You size her up at first glance. How could you not? She’s voluptuous in all the right places. You subtly walk around, studying her from all angles. Could anyone be this perfect? Her bittersweet freckles are so innocent yet alluring.
You approach slowly, harnessing your own inner desire to pounce. You suspect she’s delicate and your appetite for such sweetness is immense.
Your heart is beating through your chest. Her sweet scent is intoxicating, maddening. You slowly lick your lips with controlled anticipation.

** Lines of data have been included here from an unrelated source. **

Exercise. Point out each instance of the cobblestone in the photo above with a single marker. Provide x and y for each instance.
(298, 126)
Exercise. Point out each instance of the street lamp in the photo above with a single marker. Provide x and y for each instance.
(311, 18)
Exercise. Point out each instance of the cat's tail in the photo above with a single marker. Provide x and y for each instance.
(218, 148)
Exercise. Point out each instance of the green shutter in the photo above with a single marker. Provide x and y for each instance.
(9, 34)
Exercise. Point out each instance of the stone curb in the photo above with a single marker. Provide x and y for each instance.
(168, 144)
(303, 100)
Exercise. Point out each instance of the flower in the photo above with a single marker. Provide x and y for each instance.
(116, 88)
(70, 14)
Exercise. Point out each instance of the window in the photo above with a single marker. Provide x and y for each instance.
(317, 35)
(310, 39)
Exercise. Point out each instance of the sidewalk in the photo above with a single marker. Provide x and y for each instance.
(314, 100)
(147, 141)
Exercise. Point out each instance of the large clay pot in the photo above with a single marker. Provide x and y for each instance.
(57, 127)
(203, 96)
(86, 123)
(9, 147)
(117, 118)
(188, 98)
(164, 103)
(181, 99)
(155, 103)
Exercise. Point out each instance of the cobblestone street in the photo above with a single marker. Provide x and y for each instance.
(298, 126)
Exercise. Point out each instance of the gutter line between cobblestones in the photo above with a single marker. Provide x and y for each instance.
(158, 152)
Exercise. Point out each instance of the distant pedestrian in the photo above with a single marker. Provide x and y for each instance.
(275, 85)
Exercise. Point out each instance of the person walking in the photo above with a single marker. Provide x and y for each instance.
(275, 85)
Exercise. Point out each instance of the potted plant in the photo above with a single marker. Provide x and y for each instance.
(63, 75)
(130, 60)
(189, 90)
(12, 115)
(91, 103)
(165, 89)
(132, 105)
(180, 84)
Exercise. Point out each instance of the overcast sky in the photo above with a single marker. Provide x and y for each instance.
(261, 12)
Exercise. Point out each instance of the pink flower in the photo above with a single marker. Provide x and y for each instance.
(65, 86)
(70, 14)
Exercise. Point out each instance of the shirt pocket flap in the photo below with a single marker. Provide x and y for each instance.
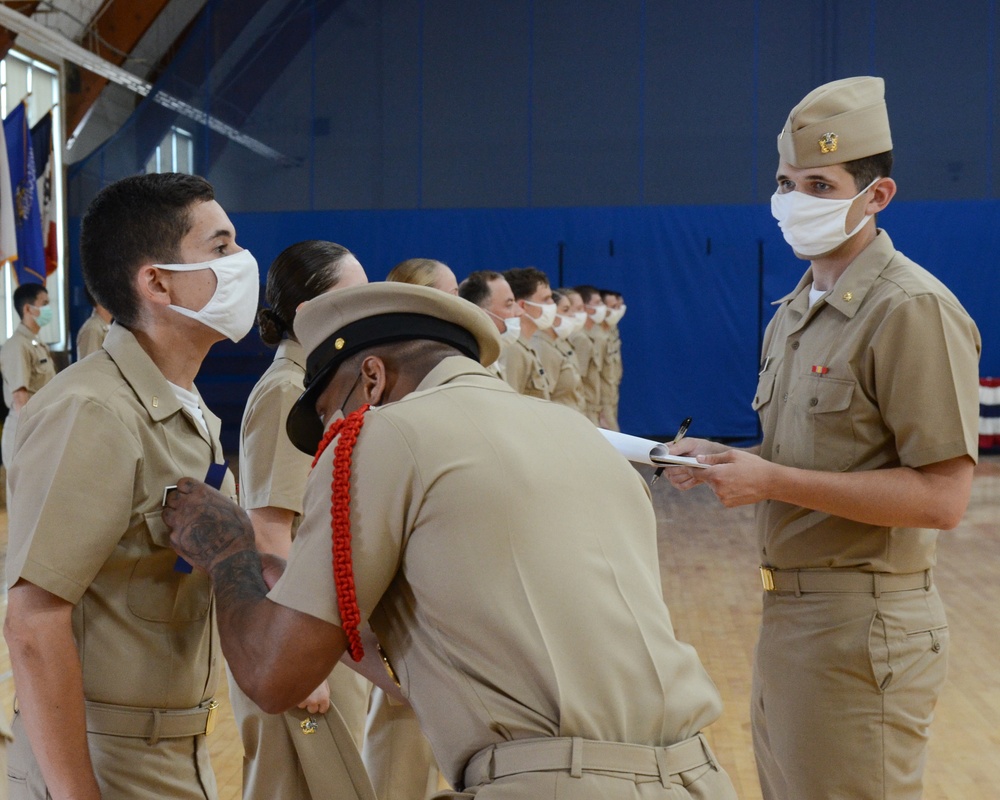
(765, 387)
(159, 532)
(825, 395)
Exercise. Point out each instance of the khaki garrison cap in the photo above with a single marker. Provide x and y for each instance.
(338, 324)
(835, 123)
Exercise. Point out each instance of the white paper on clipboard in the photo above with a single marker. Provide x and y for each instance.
(646, 451)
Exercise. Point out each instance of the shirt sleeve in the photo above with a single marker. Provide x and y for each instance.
(17, 364)
(516, 366)
(926, 364)
(386, 494)
(273, 472)
(63, 521)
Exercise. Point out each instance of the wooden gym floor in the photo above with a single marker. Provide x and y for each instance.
(711, 584)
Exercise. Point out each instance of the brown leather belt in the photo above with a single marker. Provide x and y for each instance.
(804, 581)
(576, 756)
(151, 724)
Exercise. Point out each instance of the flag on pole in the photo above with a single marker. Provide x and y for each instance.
(30, 264)
(42, 144)
(8, 228)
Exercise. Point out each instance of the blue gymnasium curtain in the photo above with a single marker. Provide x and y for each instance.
(30, 264)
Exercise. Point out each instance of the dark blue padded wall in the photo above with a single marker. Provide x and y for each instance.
(639, 135)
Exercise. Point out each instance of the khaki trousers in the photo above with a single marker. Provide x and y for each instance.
(575, 769)
(844, 689)
(397, 754)
(126, 768)
(282, 761)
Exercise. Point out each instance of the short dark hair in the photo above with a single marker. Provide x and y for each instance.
(25, 295)
(867, 169)
(586, 292)
(301, 272)
(524, 281)
(136, 220)
(476, 288)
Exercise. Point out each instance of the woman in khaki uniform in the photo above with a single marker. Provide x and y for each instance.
(25, 360)
(294, 755)
(535, 647)
(565, 384)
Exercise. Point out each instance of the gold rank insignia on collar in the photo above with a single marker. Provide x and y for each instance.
(308, 725)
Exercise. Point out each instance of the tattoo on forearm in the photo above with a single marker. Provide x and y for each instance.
(206, 538)
(238, 580)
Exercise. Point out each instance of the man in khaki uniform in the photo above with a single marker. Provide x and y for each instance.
(868, 398)
(113, 642)
(597, 312)
(25, 360)
(490, 291)
(519, 361)
(92, 333)
(535, 647)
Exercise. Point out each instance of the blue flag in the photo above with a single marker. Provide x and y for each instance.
(30, 264)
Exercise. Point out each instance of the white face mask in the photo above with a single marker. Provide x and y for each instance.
(814, 226)
(232, 308)
(513, 328)
(544, 320)
(567, 326)
(600, 314)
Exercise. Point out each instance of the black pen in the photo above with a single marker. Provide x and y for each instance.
(680, 435)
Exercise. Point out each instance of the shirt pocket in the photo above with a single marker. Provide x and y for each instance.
(826, 439)
(159, 593)
(765, 388)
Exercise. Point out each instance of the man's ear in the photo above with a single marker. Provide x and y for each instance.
(374, 380)
(153, 285)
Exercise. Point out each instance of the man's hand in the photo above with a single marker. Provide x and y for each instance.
(685, 478)
(319, 701)
(206, 526)
(737, 477)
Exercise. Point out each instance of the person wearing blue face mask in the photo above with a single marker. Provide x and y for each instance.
(25, 360)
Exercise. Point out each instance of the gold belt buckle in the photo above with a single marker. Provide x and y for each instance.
(213, 714)
(767, 578)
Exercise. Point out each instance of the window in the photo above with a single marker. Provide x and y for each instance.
(174, 154)
(39, 84)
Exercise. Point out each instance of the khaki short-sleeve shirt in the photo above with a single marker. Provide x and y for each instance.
(272, 470)
(504, 614)
(521, 368)
(565, 384)
(881, 372)
(91, 336)
(25, 362)
(95, 449)
(592, 375)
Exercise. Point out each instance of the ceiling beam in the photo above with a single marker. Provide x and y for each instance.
(113, 35)
(72, 52)
(7, 36)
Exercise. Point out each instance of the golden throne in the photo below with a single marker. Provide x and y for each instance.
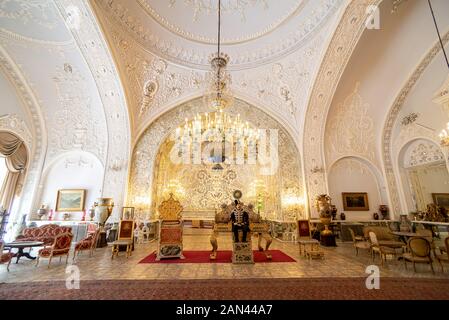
(223, 225)
(170, 231)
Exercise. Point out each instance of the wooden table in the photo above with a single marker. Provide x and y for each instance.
(21, 245)
(303, 245)
(116, 247)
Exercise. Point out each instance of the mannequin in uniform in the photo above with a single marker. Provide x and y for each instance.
(240, 221)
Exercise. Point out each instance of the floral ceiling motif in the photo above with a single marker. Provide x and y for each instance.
(423, 152)
(178, 48)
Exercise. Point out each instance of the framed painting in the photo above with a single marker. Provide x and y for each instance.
(303, 228)
(126, 230)
(441, 200)
(71, 200)
(128, 213)
(355, 201)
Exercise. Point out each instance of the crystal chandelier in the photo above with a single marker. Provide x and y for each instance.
(218, 127)
(444, 136)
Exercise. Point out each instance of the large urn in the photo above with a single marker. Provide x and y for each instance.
(103, 210)
(324, 208)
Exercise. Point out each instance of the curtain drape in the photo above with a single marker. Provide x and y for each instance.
(13, 149)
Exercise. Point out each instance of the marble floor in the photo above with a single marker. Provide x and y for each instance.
(339, 261)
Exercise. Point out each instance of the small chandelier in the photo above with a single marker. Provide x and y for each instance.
(219, 95)
(444, 136)
(217, 126)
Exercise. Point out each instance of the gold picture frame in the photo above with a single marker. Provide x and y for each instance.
(128, 213)
(355, 201)
(71, 200)
(126, 230)
(441, 200)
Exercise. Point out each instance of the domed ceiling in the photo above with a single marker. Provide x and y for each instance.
(253, 31)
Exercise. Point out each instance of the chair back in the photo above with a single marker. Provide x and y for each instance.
(373, 239)
(426, 234)
(352, 234)
(419, 247)
(63, 241)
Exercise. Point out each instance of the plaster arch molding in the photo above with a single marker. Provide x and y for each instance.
(38, 144)
(143, 163)
(390, 165)
(339, 51)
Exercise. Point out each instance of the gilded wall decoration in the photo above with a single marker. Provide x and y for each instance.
(350, 130)
(143, 168)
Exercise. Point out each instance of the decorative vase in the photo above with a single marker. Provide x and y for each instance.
(383, 209)
(103, 210)
(326, 222)
(334, 211)
(92, 213)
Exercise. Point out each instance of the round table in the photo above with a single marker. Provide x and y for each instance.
(21, 245)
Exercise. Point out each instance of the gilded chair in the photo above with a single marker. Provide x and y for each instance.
(382, 250)
(59, 248)
(257, 228)
(419, 251)
(443, 257)
(359, 242)
(170, 243)
(88, 243)
(5, 257)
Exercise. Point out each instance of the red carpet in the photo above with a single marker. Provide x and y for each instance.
(224, 256)
(232, 289)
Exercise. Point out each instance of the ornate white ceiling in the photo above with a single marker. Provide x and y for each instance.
(253, 31)
(34, 20)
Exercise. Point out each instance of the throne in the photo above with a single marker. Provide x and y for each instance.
(257, 227)
(170, 231)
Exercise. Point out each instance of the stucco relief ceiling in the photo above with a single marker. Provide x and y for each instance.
(154, 82)
(253, 32)
(33, 20)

Reaching out, your fingers gently graze her. She nods with approval. Slowly and delicately you peel away the barrier that stands between you and sheer bliss. Your precise, experienced hands waste no time.
You bring her to your lips. Your eyes close momentarily as they roll back into your head. Her sweet, almost angelic kiss is curiously assertive. It lingers, enticing you even more. She’s coming on strong now. She is full of sweet surprises. You slightly shake your head back and forth in complete disbelief.
You walk away. Her sweet song still playing in your mind.
Days go by and you can’t forget her. It’s almost like being in love.
CHOCOLATE SOUFFLE CUPCAKES WITH ORANGE CREAM
Chocolate souffle cupcakes:
6 ounces (170 grams) bittersweet chocolate, chopped
6 tablespoons (3/4 stick) (86 grams) unsalted butter, cut into pieces
Heaping 1/4 teaspoon (1 gram) espresso powder
3 large eggs, separated
6 tablespoons (97 grams) sugar, divided
1/4 teaspoon salt
1 teaspoon vanilla extract
White chocolate orange cream:
2 ounces (56 grams) white chocolate, finely chopped
3 ounces heavy whipping cream
1/8 teaspoon orange extract
Prepare the white chocolate orange cream: Place the white chocolate in a small bowl. Bring the cream to a simmer, pour it over the chocolate and let it sit for a minute to melt the chocolate. Whisk well. Add the orange extract and whisk again. Lay a piece of plastic wrap on the surface of the cream. Chill until very cold, about two hours.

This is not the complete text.